Het wet bepaalt ook dat, om in overeenstemming te zijn met het Europese recht, een gespreide betaling van de belasting kan worden gevraagd in geval van een overdracht van activa naar een andere lidstaat.

Om dubbele belastingheffing te vermijden wanneer een dividend wordt uitgekeerd door de vennootschap die de activa naar het buitenland overbrengt en wanneer een meerwaarde wordt gerealiseerd op de verkoop van deze activa, wordt ten slotte voorzien in een vrijstelling voor de aandeelhouders.

Deze nieuwe exitheffing zal van toepassing zijn op transacties die plaatsvinden vanaf 29 juli 2025.

De regering zal de regels voor verrekenprijsdocumentatie vereenvoudigen, met name voor kleine en middelgrote ondernemingen, en beperken tot de essentie. 

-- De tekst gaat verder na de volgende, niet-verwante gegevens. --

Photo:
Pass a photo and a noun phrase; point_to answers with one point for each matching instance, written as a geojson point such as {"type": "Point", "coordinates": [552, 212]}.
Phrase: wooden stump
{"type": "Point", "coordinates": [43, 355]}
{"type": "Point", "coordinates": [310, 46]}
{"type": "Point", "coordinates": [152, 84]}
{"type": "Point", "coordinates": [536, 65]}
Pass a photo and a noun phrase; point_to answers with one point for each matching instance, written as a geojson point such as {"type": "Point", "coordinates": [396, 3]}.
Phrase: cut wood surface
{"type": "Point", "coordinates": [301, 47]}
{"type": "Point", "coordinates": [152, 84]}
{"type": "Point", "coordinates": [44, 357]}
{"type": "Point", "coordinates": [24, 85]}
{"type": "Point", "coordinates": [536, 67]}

De overheid zal bijlage nr. 270 MLH (een bijlage die de huurder van een beroepsmatig gebruikt onroerend goed moet bijvoegen) zo snel mogelijk afschaffen. 

België zal internationale afspraken over een digitale belasting (pijler 1) uitvoeren. Op die manier zullen grote digitale multinationals belastbaar zijn, zelfs als ze geen fysieke aanwezigheid hebben in België.